En el interior reinaba el silencio.

Entró en la cocina, donde los platos estaban descuidadamente amontonados, había sartenes incrustadas de suciedad sobre la hornilla de gas y la papelera rebosaba de basura. ¿Su madre estaría aquí o seguiría en el hospital? Entró a la sala de estar y también se la encontró hecha un desastre. ¿Se habrían llevado a Anna urgentemente al hospital y dejado la casa tal como estaba? Empezó a ordenar un poco, pensando ir en taxi al hospital algo más tarde, pero entonces oyó que una voz débil decía:

—Hola. ¿Quién anda ahí?

Su madre debía de estar arriba. Sin saber en qué estado se la encontraría, Eliza subió con cuidado las escaleras y cruzó de puntillas el rellano hasta llegar al dormitorio de su madre. La puerta estaba entreabierta. La empujó y entró en la fría y oscura habitación.

Distinguió la silueta de su madre tumbada en la cama, completamente vestida pero muy pálida.

—Volví a casa del hospital ayer —explicó, con un hilillo de voz. Eliza se le acercó y le cogió la mano izquierda.
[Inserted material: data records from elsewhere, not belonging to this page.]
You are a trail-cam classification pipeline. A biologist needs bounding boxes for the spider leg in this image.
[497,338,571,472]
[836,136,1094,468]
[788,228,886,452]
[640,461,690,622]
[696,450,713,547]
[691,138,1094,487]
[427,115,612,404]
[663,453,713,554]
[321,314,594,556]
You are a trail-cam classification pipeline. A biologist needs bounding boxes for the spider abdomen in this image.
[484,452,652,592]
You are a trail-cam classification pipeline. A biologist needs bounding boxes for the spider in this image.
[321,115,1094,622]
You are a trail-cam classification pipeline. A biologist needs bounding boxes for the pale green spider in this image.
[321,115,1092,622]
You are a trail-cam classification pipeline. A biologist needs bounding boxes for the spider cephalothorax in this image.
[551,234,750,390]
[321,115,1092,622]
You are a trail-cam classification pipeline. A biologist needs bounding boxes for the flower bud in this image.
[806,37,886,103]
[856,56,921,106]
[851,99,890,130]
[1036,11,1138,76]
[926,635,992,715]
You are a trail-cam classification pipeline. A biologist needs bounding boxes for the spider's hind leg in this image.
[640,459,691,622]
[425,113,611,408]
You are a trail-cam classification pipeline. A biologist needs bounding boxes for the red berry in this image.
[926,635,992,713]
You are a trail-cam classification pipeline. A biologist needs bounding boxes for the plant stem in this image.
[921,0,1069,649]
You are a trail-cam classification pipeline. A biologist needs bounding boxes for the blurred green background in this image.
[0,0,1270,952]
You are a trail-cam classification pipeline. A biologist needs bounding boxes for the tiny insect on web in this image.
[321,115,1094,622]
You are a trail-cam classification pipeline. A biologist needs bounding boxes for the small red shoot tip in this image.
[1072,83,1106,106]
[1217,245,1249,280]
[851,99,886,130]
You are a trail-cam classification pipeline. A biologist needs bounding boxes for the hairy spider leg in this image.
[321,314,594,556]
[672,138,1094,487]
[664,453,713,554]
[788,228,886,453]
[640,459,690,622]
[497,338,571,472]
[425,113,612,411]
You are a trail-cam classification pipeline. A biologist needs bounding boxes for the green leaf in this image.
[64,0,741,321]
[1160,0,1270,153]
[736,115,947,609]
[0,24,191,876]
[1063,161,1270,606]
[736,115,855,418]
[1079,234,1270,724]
—¿Qué te han dicho los médicos?

—Oh, ya sabes. Esto y aquello.

Acarició la mano de su madre y notó que le temblaba. Le habló en voz baja:

—No lo sé, mamá. Tienes que decírmelo.

—Estoy muy cansada, cariño, muy cansada. Llama al médico. Él te lo dirá. Ya hablaremos más tarde.

Anna hablaba con una voz tan débil como parecía estarlo ella misma. Cerró los ojos y Eliza volvió a colocarle con cuidado la mano junto al costado. Era como si su madre estuviese atrapada dentro de su frágil cuerpo y Eliza no pudiese llegar hasta ella.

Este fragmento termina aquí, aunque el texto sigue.